Script 3: Label variables
The purpose of this script (filename C3_label.sps) is simply to label the variables and add value labels. The script carries out these tasks in order:
- Open the dataset file c2derive saved by the last script.
- Label all the variables.
- For all categorical variables having more than 2 categories, add value labels.
- Save a working SPSS data file ready for the next script (filename c3label in the \working files\ subdirectory).
Script 4: Double enter the twin data
The purpose of this script (filename C4_double.sps) is to double enter the twin variables from the child booklets, add a few new variables that require double entered data, and save the final dataset. Note that twin-related variables from the parent booklet were double entered in the first script above. The script carries out these tasks in order:
- Open the dataset file c3label saved by the last script.
- Rename all item and derived variables from the twin booklet, by appending 1 to the name.
- Sort in ascending order of id_twin and save as the twin 1 part of the data.
- Create the twin 2 part (for the co-twin) as follows:
- Rename the twin booklet variables by changing the suffix from 1 to 2.
- Modify the id_twin values so they will match the co-twin (change the final digit from 1 to 2 or vice versa).
- Re-sort in ascending order of id_twin and save as the twin 2 part, keeping only the renamed twin booklet variables.
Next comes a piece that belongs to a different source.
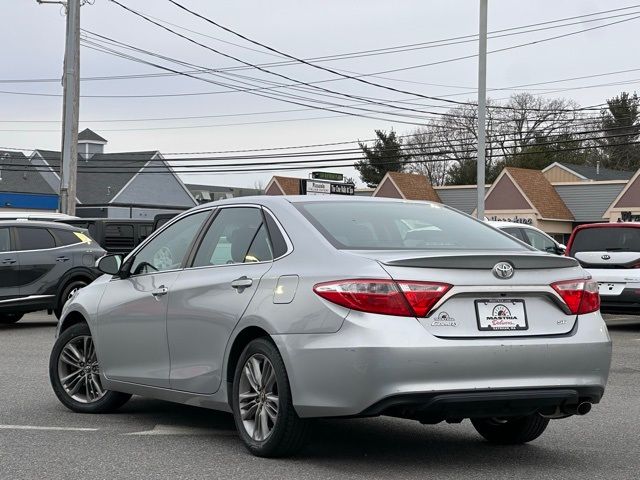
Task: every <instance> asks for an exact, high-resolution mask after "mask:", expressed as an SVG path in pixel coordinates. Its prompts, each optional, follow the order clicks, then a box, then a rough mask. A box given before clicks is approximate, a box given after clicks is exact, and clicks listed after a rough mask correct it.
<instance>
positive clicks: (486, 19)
mask: <svg viewBox="0 0 640 480" xmlns="http://www.w3.org/2000/svg"><path fill="white" fill-rule="evenodd" d="M487 4H488V0H480V36H479V40H480V43H479V49H478V165H477V167H478V208H477V209H476V215H477V217H478V219H480V220H484V195H485V190H484V182H485V153H486V130H485V129H486V116H487V9H488V5H487Z"/></svg>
- Merge the twin 1 and twin 2 parts, using id_twin as the key variable. The dataset is now double entered.
- Derive twin-pair age difference variables (in some pairs, the two twin booklets were completed on different dates).
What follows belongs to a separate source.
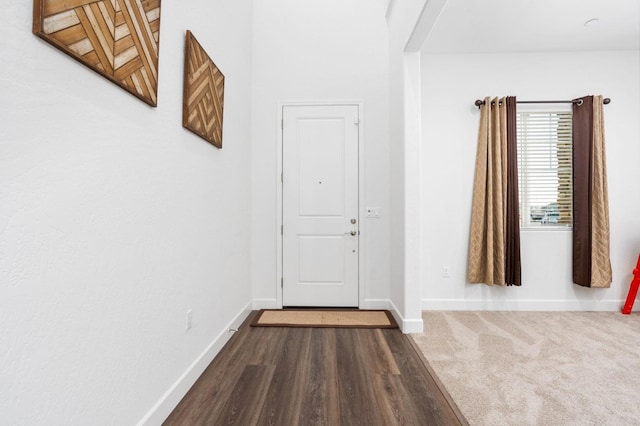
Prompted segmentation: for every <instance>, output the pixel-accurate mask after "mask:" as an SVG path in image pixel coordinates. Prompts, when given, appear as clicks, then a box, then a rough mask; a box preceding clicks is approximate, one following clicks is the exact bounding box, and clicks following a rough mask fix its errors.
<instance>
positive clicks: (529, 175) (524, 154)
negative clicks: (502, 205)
mask: <svg viewBox="0 0 640 426" xmlns="http://www.w3.org/2000/svg"><path fill="white" fill-rule="evenodd" d="M516 121H517V146H518V189H519V192H520V195H519V198H520V226H521V227H523V228H539V227H564V228H567V227H569V228H570V227H571V225H572V221H573V220H572V208H573V206H572V204H573V203H572V179H573V176H572V160H571V158H572V156H571V150H572V142H571V139H572V129H571V127H572V117H571V111H528V112H518V114H517V119H516Z"/></svg>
- Derive new exclusion variables, specific to the 3 Year study, based on twin age and age difference criteria.
- Derive additional environment composites (life events, environment risk) that require double entered data, and hence were not derived in the earlier script. These composites are derived from 1st Contact data as well as 3 Year data. The environment risk composites are standardised means of variables that have been standardised on the non-excluded twin sample.
- Drop any temporary variables that have been used to derive the new variables.
- Place the dataset variables into a logical and systematic order (do this using a KEEP statement when saving the dataset).
- Save an SPSS data file (filename c4double in the \working files\ subdirectory).
- Save another copy as the main 3 Year dataset, with filename cdoub945.